This morning I woke up thinking about the Sami people of Sweden and how I want to find out more about their history and current connection to politics and cultural rights. More on that later.
This American Life replayed an episode about a group in California that has been intentionally slimming its membership. You can find it here: "I know I am but what are you"
A classmate of mine this autumn made an interesting argument about the role of reparations many years after violent conflict during our course on "Transitional Justice". The timeline of transitional justice is debated and sometimes drawn out - for instance the Khmer Rouge trials got their start in Cambodia 30 years after the violence. She wrote on cases of the Caribbean states suing former colonizers. This followed on the news of the judgements in the U.K. to pay some of the victims' families of the Mau Mau, who suffered at the hands of British troops.
I have written about reparations on the blog before. In our quest to make up for past wrongs, at times it is a good idea for the U.S. to explore, not only monetary reparations - which this radio clip makes me doubt, but instead more symbolic acts or other types of restitution to acknowledge the U.S.'s violent history in regards to native groups and slavery.

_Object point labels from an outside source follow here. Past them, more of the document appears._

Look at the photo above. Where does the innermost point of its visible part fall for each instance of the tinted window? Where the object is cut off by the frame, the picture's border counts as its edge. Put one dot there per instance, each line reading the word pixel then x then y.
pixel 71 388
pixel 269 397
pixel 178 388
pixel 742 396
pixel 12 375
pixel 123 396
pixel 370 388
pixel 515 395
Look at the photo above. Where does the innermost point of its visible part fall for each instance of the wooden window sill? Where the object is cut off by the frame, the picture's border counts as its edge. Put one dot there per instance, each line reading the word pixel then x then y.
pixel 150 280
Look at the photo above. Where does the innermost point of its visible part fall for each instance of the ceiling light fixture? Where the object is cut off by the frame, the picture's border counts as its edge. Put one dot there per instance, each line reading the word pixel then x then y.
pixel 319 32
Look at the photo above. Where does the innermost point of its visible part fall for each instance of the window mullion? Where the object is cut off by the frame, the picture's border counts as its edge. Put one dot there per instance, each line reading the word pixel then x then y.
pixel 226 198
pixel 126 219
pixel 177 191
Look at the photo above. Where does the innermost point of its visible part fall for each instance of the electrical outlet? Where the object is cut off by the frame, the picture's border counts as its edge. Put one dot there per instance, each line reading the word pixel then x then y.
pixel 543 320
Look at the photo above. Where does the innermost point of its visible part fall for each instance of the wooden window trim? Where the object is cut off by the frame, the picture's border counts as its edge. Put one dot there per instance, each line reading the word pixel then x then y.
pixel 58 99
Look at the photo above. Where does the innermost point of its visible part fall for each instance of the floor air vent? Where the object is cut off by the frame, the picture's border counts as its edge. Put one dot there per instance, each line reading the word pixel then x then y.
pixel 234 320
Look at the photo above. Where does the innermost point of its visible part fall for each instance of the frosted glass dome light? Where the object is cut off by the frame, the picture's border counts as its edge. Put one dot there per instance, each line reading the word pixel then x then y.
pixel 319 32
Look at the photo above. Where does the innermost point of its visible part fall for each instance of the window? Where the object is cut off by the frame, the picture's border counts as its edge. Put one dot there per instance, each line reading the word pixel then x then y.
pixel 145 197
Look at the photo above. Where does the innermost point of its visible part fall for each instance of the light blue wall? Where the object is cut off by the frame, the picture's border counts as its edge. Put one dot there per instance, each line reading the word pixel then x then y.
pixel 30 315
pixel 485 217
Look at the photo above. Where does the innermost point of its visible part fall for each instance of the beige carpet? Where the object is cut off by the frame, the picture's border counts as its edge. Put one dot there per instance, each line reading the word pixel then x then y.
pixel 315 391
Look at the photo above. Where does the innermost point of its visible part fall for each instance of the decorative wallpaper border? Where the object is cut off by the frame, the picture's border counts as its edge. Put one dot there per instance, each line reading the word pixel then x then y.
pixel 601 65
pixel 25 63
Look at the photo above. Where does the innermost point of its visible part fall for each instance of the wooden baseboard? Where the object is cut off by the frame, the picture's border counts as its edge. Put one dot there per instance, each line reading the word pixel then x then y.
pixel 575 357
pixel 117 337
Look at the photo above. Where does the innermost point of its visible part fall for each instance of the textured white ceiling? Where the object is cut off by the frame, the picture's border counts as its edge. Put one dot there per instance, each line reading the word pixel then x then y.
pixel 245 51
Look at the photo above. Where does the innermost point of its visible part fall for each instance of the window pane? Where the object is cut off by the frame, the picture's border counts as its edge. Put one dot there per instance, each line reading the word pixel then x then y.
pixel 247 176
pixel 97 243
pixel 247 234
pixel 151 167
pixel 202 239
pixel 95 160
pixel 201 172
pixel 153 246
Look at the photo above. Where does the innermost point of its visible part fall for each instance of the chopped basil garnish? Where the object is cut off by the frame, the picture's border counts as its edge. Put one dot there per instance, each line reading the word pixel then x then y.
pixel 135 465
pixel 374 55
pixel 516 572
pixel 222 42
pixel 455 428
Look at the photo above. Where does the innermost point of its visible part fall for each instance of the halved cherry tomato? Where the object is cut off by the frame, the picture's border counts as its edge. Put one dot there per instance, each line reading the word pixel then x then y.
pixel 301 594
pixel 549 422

If you listen to the above clip, let me know your thoughts. Having watched "The Wolf of Wall Street" the night before I pondered on the evil in many of us to seek money and manifest such greed on the backs of others. While the Chukchansi council in the clip deny the monetary motivation behind their actions, the increase in the payoffs from the casino to the remaining (non-kicked out tribespeople) suggests otherwise.
Overall, the point of the This American Life piece that I took away is the way groups, probably all groups often spend lots of energy trying to decide who should or should not be a part of them. I see this in small and large ways in my life and group interactions, as well as in my academic study of groups, whether it be nations or communities. Us and them.